Deux parutions du moment font particulièrement mal aux institutions officielles de l'Eglise catholique : le film de François Ozon (Grâce à Dieu) et le livre de Frédéric Martel (Sodoma). 

S'agissant du film, où les noms des victimes sont modifiés, mais où figurent les vrais noms des protagonistes diocésains (ça se passe à Lyon), je ne pensais pas, le 12 janvier dernier, être aussi près de la vérité en évoquant ironiquement ici le rôle d' « agence de recrutement de pervers sexuels » que jouerait l'Eglise catholique.

Comme le mal est mondialement partagé (Allemagne, Irlande, Chili, Etats-Unis, etc.), on se demande s'il n'y a pas lieu de généraliser la perversion à tout ce qui se présente comme "clergé catholique" ("catholique" veut dire "universel").

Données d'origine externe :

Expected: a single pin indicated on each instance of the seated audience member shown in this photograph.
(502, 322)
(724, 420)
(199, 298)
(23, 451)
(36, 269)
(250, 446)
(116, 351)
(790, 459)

L'habileté du cinéaste est de s'être contenté, pour le scénario et les dialogues du film, du "verbatim" publié jour après jour dans la presse au fur et à mesure du développement de l'affaire Preynat : la justice n'a rien pu trouver à y redire, et le film est en salle.

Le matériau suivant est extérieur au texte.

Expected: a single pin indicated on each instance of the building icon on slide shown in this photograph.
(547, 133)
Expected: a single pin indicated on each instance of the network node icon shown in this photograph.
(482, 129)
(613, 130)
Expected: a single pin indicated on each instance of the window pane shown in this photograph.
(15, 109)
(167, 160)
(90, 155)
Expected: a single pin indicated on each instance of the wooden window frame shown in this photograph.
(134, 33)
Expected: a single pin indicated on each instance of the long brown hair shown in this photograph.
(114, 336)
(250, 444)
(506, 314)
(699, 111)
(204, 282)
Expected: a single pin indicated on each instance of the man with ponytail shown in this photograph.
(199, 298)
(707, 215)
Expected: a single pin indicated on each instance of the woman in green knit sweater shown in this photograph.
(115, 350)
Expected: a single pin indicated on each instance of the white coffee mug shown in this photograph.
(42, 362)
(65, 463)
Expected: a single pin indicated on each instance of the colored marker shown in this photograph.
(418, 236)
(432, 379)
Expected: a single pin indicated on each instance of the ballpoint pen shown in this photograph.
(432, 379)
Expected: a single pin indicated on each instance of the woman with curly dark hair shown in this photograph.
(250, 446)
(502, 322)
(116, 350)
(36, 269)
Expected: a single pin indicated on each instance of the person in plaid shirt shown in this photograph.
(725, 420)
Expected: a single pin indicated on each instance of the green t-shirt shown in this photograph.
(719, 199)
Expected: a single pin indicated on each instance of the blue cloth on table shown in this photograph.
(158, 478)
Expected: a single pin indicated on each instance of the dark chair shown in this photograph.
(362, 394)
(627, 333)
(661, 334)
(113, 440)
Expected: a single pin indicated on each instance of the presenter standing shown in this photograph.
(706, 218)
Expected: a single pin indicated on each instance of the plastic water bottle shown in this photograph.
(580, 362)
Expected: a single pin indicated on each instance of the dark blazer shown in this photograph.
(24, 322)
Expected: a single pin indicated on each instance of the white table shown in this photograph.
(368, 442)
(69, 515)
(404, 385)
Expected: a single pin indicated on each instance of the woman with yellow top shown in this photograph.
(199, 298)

Le livre de Frédéric Martel, quant à lui, ouvre la porte d'un sacré placard jusque-là secret : de la crème du haut clergé qui administre l'Eglise catholique mondiale au Vatican, jusqu'au curé "de base", le plus petit Etat du monde (594 habitants) présente la plus forte concentration d'homosexuels. Mieux que San Francisco !

Bon, Martel déconne quand il attribue l'extrême raréfaction des prêtres au fait que les homosexuels disposent aujourd'hui de bien d'autres moyens que la prêtrise pour trouver des "âmes sœurs" (l'efficacité de leur propagande suffit à entretenir la "visibilité" d'une minorité qui est à l'origine des lois qui l'arrangent) : la déchristianisation ne date certainement pas de la dépénalisation de l'homosexualité, et tous les curés ne sont pas forcément homosexuels (j'en ai connu d'excellents, et il y en a même qui se marient avec des femmes !).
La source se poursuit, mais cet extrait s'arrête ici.